The Pastor's Pen

Fruitful Discipleship - by Cole Daum


In the beginning of April, New Life Church started our Discipleship Training Classes. We had hoped more people would take advantage of these training classes, but were pleased with the number that did attend. The first lesson that we looked at together was the lesson on Discipleship. We learned that the church should be focused on individual discipleship which helps each person mature so they can be equiped to make other disciples.

The church is the body of Christ, who is the head (Eph. 4:15-16). The body grows and is built up “when each part is working properly” (Eph. 4:16b). It seems that focusing on “each part” is the biblical way for arriving at a healthy church. The challenge is, how then, does the church focus on “each part”? In their book “Discipleshift - Five Steps That Help Your Church to Make Disciples Who Make Disciples”, Putman and Harrington explain: 

“Jesus not only told us to make disciples but also gave us a model to follow in doing so. I believe that most Christians have divorced the teachings of Jesus from the methods of Jesus, and yet they expect the results of Jesus. I believe his methods are just as divine as his teachings. He showed us that the fundamental methodology in making disciples is relationships grounded in truth and love. Jesus is the greatest disciple maker in history, and his way works. Discipleship is the emphasis. Relationships are the method. Jesus invited people into relationship with himself; he loved them and in the process showed them how to follow God. His primary method was life-on-life.”[1]

The emphasis and culture we are trying to create at New Life Church is life-on-life discipleship so that “each part” is maturing and contributing to the overall health of the church. Focusing on the “micro” takes care of the “macro.”

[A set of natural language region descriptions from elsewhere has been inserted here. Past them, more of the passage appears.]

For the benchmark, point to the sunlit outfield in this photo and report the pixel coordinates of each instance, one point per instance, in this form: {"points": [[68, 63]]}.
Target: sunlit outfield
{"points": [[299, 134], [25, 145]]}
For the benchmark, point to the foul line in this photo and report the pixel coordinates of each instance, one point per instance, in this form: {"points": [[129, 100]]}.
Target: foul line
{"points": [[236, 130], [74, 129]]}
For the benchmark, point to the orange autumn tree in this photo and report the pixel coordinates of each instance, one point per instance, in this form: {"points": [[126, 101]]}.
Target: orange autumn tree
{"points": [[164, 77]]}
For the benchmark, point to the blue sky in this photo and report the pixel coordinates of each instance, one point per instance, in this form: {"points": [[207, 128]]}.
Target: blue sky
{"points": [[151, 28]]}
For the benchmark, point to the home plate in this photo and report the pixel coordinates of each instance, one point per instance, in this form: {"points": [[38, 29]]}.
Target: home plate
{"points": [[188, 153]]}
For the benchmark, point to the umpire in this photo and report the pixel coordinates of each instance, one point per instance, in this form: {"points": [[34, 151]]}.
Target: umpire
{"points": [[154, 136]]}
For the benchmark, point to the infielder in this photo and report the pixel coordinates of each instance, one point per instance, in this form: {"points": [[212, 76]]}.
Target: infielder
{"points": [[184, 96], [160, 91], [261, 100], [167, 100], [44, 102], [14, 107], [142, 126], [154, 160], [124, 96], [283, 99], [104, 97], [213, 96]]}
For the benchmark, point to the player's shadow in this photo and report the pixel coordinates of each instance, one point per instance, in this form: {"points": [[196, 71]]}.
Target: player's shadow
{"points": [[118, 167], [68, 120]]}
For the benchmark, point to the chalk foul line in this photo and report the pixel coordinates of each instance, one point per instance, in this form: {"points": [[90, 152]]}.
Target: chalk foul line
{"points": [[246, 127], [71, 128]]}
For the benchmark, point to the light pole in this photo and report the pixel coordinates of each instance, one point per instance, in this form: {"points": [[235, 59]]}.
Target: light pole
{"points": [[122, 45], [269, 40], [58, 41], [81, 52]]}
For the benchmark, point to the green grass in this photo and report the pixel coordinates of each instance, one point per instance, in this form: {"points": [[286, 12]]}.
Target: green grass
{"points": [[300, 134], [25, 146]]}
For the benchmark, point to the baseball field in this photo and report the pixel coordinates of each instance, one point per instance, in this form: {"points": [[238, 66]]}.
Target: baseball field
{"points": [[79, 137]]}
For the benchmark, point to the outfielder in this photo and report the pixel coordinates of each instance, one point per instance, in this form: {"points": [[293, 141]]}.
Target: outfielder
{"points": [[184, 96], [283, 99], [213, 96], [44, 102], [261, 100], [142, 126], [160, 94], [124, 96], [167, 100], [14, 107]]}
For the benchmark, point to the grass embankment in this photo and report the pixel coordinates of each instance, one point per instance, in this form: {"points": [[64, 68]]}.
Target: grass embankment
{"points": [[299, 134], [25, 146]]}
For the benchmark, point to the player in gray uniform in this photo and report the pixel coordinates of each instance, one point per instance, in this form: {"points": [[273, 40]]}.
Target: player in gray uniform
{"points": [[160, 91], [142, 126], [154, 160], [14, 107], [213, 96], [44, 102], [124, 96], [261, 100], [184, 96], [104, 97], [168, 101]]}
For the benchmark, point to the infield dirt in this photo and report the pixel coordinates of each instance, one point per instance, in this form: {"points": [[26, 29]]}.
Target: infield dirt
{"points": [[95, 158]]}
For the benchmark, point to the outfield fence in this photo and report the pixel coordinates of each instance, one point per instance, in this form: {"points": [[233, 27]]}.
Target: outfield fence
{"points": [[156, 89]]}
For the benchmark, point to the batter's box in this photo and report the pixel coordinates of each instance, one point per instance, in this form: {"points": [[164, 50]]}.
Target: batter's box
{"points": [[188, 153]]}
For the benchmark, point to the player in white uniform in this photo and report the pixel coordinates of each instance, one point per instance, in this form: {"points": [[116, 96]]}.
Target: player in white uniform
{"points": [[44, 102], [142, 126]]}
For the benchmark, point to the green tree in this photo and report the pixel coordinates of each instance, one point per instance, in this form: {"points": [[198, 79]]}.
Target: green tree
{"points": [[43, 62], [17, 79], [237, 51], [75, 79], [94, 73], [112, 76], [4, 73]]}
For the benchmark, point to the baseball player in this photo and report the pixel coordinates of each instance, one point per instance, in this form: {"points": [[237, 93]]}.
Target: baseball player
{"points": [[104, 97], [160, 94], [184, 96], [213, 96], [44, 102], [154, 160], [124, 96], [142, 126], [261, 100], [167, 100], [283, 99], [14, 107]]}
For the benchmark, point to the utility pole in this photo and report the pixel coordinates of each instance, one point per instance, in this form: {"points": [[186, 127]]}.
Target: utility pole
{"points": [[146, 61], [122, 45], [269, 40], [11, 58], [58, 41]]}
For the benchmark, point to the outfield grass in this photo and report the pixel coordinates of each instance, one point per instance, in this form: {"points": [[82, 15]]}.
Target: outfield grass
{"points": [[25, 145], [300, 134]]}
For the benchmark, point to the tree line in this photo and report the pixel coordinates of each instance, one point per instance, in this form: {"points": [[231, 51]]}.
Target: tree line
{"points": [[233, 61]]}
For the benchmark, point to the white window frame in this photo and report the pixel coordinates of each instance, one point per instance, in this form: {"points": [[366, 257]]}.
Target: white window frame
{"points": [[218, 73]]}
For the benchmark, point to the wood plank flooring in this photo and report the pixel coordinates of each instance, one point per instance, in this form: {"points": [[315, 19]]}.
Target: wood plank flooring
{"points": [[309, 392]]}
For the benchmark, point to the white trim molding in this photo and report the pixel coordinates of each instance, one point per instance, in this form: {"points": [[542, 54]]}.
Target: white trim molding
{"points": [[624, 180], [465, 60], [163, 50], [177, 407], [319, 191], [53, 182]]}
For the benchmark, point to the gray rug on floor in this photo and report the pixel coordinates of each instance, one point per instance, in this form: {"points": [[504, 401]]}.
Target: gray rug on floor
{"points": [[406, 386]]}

The question then is, how can any pastor, including Pastor Gareth focus on each individual? The scripture tells us in Ephesians 4:11, that the role of the pastor is to “equip the saints for the work of ministry.” It’s not just the pastor who is responsible to make disciples; it’s every member of the church. The saints do the work of ministry that the leadership has equipped them to do! Putman and Harrington describe the role of pastors when they say, “It involves releasing the ministry and gifts of all believers. It’s about creating a place where everybody learns to be a minister by growing, serving, and making disciples themselves.”[2] Klyne Snodgrass in the NIV Application Commentary on Ephesians, agrees, “Ministry is the only profession that retains nothing to itself, gives away all its knowledge free, and invites those served to do the same work.”[3] Using the metaphor of a sports team, the pastor should be less like the star athlete and more like the empowering coach.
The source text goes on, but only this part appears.